ダム・貯水池水質保全設備Dam, reservoir quality of the water maintenance facilities
湖底設置式散気設備
湖底設置式散気設備は、ダム貯水池におけるアオコの発生を抑制する設備です。散気管から発生する気泡により、ダム貯水池内の全層域または浅層域の水を上下循環させ、アオコへの光制限により発生を抑制します。
湖底設置式散気設備には固定からタワーを設置して散気孔を複数箇所設置するタワー式、散気管を水中で自立させるフロート式があります。
特長Feature
- 設備は水面下にあるため循環流を阻害することはなく、景観も阻害しません。
- タワー式は陸上の切替弁により散気水深を変更することができます。
- 昇降式散気設備に比べ設備費が安価です。
▲ 左:フロート式(水資源機構 長柄ダム) 右:タワー式(国土交通省 灰塚ダム)
設備概要
フロート式
フロート式は、多孔式散気管と散気管を支持するための架台や水中に浮遊設置するためのフロート、およびシンカー等の係留部によって構成されており、主に全層循環を行う場合に使用されます。
このタイプは湛水後の設置に適しています。
タワー式
タワー式は、単孔式散気管と散気管を支持するための鋼製柱状構造物によって構成されています。

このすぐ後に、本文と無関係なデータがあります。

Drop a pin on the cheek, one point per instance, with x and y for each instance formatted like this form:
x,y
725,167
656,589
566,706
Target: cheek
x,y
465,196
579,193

散気管は設定する散気標高に応じて複数配置することが可能であり、陸上の切替弁により散気標高の選択が可能です。
このタイプは湛水前の設置に適しています。
効果
姉川ダム(滋賀県)において、湖底設置式散気設備(タワー式)を3基設置し、運転した結果、表層のクロロフィルaは運転8日目で運転前の半分に減少し、植物プランクトンの増殖抑制効果が得られました。